L’économiste Brendan Brown estime que la politique monétaire doit revenir à des stratégies éprouvées. Le ciblage de l’inflation ne convainc plus.

Les critiques à l’endroit de la politique de la Banque nationale suisse (BNS) se font de plus en plus pressantes. Depuis 2008, la banque centrale a plus que doublé son bilan et accumulé durant les cinq premiers mois de cette année des réserves supplémentaires en euro de l’ordre de 45% du PIB – des interventions sans précédent qui ont été jusqu’à faire sortir d’anciens membres du directoire de la banque de leur réserve. Brendan Brown, auteur de Euro Crash: The Implications of Monetary Failure in Europe (Palgrave Macmillan, 2010) et chef économiste chez Mitsubishi UFJ Securities à Londres,l’un des observateurs monétaires les plus en vue, en éclaire les conséquences.
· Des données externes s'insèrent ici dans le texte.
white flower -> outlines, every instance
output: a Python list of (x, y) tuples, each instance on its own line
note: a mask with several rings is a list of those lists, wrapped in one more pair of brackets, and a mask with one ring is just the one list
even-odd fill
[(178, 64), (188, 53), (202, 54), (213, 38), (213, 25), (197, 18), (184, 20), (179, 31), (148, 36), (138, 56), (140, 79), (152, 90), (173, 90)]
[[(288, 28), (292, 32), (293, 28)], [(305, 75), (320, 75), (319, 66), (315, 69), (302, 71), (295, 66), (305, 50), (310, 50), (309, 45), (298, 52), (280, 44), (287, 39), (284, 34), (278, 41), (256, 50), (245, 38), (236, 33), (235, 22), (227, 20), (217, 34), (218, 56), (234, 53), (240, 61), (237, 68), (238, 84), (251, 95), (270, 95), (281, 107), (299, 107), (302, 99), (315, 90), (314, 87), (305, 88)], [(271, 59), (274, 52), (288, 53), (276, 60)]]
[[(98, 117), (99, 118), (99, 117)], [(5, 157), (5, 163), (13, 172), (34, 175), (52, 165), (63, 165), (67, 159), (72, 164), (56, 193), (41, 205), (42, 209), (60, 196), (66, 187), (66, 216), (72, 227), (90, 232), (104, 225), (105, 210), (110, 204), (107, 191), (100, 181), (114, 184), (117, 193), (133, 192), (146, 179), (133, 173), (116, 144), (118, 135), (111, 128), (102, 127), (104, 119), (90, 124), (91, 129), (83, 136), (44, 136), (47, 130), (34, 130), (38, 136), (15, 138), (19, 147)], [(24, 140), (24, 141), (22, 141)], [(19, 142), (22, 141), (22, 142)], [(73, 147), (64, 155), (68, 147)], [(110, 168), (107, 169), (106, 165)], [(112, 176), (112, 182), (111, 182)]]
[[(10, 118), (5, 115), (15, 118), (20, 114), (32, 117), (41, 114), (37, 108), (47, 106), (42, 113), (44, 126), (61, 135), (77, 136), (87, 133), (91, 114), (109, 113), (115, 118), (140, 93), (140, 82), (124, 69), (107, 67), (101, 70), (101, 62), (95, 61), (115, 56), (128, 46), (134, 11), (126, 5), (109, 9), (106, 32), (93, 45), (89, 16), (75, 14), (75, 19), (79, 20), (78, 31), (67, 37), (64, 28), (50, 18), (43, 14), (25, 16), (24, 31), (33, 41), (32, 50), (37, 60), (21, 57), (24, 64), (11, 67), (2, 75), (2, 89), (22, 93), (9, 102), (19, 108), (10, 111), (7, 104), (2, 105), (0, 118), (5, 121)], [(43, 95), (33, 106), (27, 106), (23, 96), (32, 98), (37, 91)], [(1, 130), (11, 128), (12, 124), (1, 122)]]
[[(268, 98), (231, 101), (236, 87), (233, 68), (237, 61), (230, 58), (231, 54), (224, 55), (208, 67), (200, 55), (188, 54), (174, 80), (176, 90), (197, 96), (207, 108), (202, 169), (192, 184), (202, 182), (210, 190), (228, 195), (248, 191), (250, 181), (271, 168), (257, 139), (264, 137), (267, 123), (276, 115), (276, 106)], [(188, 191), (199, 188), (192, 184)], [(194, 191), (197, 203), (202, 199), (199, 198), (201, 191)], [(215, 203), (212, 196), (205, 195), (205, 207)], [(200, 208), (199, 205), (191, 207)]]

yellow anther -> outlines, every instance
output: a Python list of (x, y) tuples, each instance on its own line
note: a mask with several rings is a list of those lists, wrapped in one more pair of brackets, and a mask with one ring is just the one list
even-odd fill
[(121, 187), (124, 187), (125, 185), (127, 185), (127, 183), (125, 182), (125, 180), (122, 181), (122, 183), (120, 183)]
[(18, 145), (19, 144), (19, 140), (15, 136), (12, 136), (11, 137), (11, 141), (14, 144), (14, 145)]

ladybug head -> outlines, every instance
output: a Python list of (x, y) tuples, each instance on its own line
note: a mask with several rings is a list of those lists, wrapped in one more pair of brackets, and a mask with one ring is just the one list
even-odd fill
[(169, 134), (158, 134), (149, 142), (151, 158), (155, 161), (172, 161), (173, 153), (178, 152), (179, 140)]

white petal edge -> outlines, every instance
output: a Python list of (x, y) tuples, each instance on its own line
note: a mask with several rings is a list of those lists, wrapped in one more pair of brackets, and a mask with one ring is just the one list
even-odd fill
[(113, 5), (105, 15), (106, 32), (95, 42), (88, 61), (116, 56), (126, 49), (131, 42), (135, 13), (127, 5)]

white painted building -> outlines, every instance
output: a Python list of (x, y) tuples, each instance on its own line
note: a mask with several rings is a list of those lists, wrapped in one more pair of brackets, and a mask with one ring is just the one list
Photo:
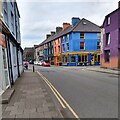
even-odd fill
[[(21, 48), (20, 14), (16, 1), (2, 0), (0, 8), (0, 13), (2, 13), (0, 30), (6, 41), (6, 48), (2, 45), (0, 48), (0, 58), (3, 58), (0, 59), (0, 76), (2, 76), (0, 77), (0, 91), (2, 92), (12, 86), (23, 72), (23, 50)], [(5, 63), (4, 58), (6, 58), (6, 68), (2, 64)]]

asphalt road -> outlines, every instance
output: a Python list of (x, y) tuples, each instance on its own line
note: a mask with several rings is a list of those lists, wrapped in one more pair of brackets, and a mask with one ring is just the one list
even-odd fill
[(80, 67), (35, 66), (60, 92), (80, 118), (118, 117), (117, 75)]

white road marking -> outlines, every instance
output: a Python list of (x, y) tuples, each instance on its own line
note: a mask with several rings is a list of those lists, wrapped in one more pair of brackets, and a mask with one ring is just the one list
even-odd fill
[[(37, 72), (42, 78), (43, 80), (47, 83), (47, 85), (50, 87), (50, 89), (53, 91), (54, 95), (56, 96), (56, 98), (58, 99), (58, 101), (60, 102), (60, 104), (62, 105), (63, 108), (66, 108), (64, 106), (64, 104), (68, 107), (68, 109), (71, 111), (71, 113), (75, 116), (75, 118), (79, 119), (78, 115), (74, 112), (74, 110), (70, 107), (70, 105), (65, 101), (65, 99), (62, 97), (62, 95), (57, 91), (57, 89), (49, 82), (49, 80), (47, 80), (40, 72)], [(56, 94), (57, 93), (57, 94)], [(58, 97), (59, 96), (59, 97)], [(61, 100), (64, 102), (61, 101)]]

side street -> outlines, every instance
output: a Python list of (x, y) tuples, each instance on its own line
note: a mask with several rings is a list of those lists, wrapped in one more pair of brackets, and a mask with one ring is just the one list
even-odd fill
[(118, 119), (120, 1), (102, 17), (72, 17), (23, 50), (17, 1), (0, 0), (2, 120)]

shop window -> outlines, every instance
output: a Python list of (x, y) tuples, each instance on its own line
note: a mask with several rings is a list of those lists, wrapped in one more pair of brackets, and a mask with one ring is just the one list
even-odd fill
[(62, 43), (64, 42), (64, 37), (63, 36), (61, 37), (61, 41), (62, 41)]
[(75, 62), (75, 56), (71, 56), (71, 62)]
[(107, 25), (109, 25), (110, 24), (110, 16), (108, 16), (108, 18), (107, 18)]
[(55, 47), (55, 52), (56, 52), (56, 47)]
[(14, 32), (14, 15), (11, 12), (11, 28), (12, 28), (12, 32)]
[(100, 62), (100, 55), (98, 55), (98, 62)]
[(68, 62), (68, 57), (67, 56), (65, 56), (65, 61), (64, 61), (65, 63), (67, 63)]
[(110, 33), (106, 33), (106, 46), (110, 44)]
[(78, 62), (82, 63), (82, 62), (87, 62), (87, 61), (88, 61), (87, 54), (78, 55)]
[(78, 62), (82, 62), (81, 55), (78, 55)]
[(80, 42), (80, 50), (84, 50), (85, 47), (84, 47), (84, 42)]
[(58, 39), (58, 44), (60, 44), (60, 40)]
[(64, 62), (64, 56), (62, 56), (62, 62)]
[(101, 33), (97, 34), (97, 38), (98, 38), (98, 40), (101, 40)]
[(110, 62), (110, 50), (105, 50), (105, 62)]
[(69, 39), (69, 34), (66, 35), (66, 42), (68, 41)]
[(97, 62), (97, 54), (95, 54), (94, 56), (95, 56), (95, 61)]
[(4, 62), (4, 69), (7, 68), (7, 62), (6, 62), (6, 54), (5, 54), (5, 49), (2, 49), (3, 51), (3, 62)]
[(87, 55), (85, 55), (85, 62), (87, 62)]
[(66, 50), (69, 50), (69, 43), (66, 44)]
[(100, 42), (97, 42), (97, 50), (100, 50)]
[(58, 46), (58, 52), (60, 52), (60, 46)]
[(63, 52), (65, 51), (65, 45), (64, 44), (62, 45), (62, 50), (63, 50)]
[(84, 38), (84, 33), (83, 33), (83, 32), (80, 33), (80, 39), (81, 39), (81, 40), (84, 40), (84, 39), (85, 39), (85, 38)]

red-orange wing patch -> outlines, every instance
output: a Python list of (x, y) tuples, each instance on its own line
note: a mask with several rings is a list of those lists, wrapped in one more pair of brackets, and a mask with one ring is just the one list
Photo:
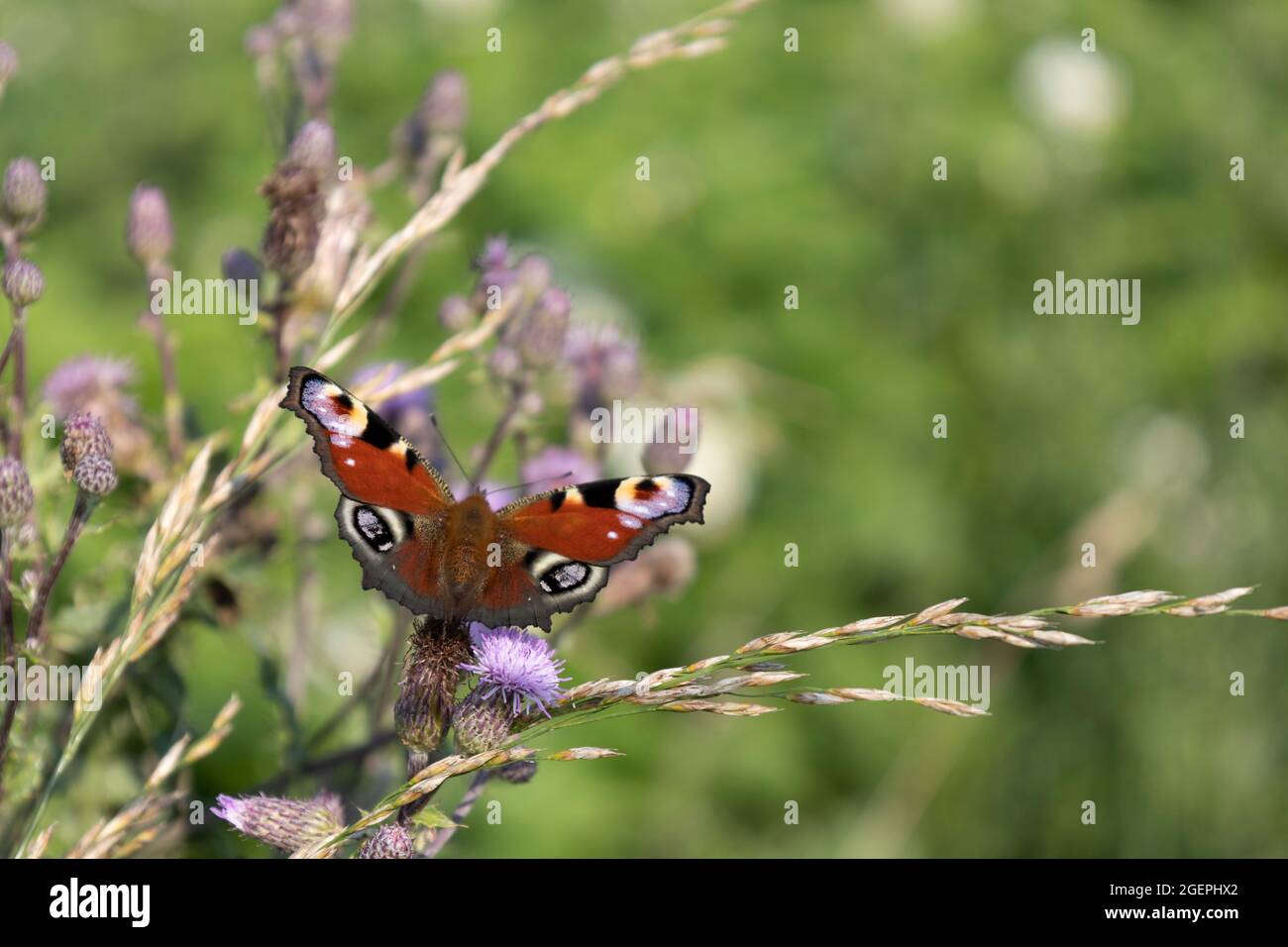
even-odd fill
[(313, 368), (291, 368), (282, 407), (313, 435), (322, 473), (359, 502), (429, 515), (452, 502), (438, 473), (375, 411)]
[(497, 515), (519, 542), (612, 566), (634, 559), (676, 523), (701, 523), (710, 488), (689, 474), (595, 481), (519, 500)]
Dans quelle mesure la politique de la BNS est-elle déplorable?

Sur la durée, l’accumulation de réserves en euro représente un gaspillage de ressources important. Elle empêche l’économie suisse de réaliser des investissements à rendement plus élevé, à l’exemple d’investissements directs  à l’étranger ou de valeurs de placement étrangères. La capacité traditionnelle de l’économie suisse d’effectuer des investissements très efficients à l’étranger grâce à une monnaie forte est endommagée par la Banque nationale. Sa stratégie récente rappelle davantage celle des autorités monétaires de la République populaire de Chine.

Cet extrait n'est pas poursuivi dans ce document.